Marc Abraham, media vet, author, founder of Pup Aid and the Lucy’s Law campaign, said:
I’m incredibly proud to have led the 10-year campaign to ban cruel puppy and kitten dealers and to get this essential Lucy’s Law legislation over the line. I’d like to give a huge thanks to UK Government for passing this law, as well as every animal-loving parliamentarian, celebrity, welfare organisation, and member of the public that supported us.
Lucy was an incredibly brave dog, and it’s right that her memory is honoured with such an important piece of legislation to help end puppy farm cruelty; protecting breeding dogs just like her, as well as cats, their young, and also
unsuspecting animal-lovers from the dangers of irresponsible breeding and cruel puppy and kitten dealers.
Lucy’s Law is the result of a 10-year grassroots campaign supported by prominent figures including Ricky Gervais, Brian May, Rachel Riley, and Peter Egan, and it will help disrupt the supply chain of unscrupulous breeders and dealers who breed dogs in shocking conditions, often kept imprisoned alone in the dark, with very little human or canine company.

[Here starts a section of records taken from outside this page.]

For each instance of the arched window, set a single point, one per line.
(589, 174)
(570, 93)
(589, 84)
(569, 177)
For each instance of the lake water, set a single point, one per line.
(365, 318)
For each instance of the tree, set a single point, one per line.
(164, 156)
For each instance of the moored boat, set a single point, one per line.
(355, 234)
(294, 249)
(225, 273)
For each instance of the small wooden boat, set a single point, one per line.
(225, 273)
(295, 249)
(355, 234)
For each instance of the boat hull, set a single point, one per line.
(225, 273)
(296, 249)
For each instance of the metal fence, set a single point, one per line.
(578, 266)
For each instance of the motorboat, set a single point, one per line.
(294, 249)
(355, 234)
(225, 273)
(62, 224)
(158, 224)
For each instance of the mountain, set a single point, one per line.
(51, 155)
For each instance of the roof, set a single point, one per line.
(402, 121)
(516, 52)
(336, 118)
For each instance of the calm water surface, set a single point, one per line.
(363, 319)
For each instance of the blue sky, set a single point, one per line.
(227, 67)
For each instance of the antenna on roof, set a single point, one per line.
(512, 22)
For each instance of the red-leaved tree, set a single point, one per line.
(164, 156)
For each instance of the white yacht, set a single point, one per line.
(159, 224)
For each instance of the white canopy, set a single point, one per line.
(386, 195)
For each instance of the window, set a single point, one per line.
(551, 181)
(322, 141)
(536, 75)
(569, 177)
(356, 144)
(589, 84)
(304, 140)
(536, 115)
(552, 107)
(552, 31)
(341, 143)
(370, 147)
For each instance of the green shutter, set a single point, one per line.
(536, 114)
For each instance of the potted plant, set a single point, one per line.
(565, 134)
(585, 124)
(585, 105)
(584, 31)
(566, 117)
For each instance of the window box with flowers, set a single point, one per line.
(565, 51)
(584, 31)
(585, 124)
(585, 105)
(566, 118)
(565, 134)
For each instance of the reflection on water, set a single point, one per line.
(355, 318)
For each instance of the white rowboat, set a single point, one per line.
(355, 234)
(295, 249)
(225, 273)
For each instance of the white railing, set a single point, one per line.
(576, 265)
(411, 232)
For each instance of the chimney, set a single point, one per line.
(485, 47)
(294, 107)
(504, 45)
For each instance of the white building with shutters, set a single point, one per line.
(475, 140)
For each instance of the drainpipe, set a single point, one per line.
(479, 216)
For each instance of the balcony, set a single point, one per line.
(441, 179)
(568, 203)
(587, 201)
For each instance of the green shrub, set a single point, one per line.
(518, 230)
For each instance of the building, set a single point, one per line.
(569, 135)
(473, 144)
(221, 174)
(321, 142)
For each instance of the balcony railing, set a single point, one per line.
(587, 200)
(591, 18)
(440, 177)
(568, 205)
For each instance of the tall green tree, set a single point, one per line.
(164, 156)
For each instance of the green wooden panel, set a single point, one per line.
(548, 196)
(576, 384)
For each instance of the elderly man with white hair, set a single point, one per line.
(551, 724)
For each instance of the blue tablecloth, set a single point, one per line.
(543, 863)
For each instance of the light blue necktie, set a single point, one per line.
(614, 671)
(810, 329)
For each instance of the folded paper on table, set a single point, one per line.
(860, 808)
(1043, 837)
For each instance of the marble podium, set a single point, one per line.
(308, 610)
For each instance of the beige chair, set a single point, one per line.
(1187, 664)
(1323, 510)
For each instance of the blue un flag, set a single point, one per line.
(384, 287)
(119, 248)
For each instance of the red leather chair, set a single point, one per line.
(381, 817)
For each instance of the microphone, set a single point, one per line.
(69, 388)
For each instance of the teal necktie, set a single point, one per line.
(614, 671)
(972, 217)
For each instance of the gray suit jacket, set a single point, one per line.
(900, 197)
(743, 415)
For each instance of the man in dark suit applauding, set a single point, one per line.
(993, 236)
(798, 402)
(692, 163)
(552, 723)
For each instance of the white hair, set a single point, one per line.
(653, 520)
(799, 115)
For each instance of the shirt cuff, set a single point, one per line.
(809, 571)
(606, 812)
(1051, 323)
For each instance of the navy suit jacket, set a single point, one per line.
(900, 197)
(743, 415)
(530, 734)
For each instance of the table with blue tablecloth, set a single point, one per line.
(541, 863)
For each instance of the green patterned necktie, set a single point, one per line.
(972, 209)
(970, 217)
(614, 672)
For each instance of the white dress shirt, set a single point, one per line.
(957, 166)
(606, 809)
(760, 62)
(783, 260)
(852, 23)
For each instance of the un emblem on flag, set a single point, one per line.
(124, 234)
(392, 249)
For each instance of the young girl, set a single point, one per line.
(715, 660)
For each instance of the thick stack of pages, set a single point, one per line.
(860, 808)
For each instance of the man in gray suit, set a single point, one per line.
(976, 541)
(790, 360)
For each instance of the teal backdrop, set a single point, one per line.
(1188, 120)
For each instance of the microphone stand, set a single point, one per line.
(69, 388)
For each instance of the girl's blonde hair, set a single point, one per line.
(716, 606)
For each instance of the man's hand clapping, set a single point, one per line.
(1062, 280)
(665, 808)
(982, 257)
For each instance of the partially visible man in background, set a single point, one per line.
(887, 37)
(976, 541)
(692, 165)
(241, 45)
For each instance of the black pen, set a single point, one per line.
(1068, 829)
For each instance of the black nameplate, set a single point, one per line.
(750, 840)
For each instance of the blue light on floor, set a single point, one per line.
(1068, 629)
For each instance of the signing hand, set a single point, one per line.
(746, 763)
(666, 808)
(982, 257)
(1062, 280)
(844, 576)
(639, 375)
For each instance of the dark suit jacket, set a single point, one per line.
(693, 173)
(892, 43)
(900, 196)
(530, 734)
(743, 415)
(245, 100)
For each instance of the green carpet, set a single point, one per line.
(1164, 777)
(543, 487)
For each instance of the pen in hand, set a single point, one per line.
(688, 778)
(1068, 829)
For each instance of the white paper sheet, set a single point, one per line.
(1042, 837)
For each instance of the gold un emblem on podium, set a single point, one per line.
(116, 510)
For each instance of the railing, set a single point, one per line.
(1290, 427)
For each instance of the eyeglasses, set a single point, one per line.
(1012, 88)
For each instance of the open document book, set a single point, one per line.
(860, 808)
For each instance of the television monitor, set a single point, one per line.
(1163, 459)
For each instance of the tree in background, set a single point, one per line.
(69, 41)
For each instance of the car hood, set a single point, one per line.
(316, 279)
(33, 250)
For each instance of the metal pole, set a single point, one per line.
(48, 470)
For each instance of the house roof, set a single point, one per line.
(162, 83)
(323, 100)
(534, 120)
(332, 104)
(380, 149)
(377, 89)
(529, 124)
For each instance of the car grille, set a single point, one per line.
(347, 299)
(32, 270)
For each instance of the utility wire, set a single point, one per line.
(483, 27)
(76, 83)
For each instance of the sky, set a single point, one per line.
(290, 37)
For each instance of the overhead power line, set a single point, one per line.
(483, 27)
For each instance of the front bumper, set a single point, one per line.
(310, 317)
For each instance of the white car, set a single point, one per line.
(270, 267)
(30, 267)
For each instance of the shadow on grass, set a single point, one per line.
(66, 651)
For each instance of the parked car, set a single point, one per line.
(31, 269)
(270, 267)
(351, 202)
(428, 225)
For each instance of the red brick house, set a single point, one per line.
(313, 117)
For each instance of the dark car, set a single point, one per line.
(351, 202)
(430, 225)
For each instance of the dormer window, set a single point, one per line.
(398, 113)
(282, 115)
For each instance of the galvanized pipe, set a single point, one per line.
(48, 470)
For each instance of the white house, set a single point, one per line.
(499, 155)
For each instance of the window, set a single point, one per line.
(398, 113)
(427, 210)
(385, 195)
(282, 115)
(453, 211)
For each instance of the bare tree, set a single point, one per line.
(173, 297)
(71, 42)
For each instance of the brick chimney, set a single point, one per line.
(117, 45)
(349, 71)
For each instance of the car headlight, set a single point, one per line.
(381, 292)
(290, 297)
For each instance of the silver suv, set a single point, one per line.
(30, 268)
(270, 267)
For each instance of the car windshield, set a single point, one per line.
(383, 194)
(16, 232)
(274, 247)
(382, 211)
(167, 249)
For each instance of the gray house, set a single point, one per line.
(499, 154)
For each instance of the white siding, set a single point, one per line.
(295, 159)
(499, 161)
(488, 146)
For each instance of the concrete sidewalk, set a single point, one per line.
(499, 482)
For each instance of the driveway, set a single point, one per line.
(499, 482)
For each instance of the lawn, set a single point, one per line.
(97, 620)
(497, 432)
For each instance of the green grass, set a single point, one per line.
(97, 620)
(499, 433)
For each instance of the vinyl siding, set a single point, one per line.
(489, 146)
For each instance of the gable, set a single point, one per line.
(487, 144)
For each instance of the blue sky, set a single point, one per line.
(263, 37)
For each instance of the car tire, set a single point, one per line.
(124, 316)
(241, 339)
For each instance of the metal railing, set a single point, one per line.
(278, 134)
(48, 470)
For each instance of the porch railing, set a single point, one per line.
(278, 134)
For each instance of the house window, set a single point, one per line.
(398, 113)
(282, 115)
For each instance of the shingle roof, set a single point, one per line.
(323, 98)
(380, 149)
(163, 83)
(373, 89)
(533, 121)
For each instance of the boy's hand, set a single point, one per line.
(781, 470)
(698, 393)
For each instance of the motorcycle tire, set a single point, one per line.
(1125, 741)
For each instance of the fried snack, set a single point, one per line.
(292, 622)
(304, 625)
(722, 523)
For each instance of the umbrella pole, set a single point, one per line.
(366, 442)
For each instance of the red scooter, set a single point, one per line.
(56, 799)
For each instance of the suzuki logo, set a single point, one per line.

Last month, the Government launched the ‘Petfished’ campaign to highlight these conditions and the deceitful tactics pet sellers use to trick buyers into thinking they are responsible breeders selling healthy animals. The campaign urges the public to look out for warning signs which suggest the seller could be an illegal third-party dealer such as litters without a mum present or being rushed through a sale.
For more advice on how to buy a pet safely visit getyourpetsafely.campaign.gov.uk.
Anyone looking to buy a puppy or kitten should look for these warning signs
- Research. Have a look at the seller’s profile and search their name online. If they are advertising many litters from different breeds, then this is a red flag.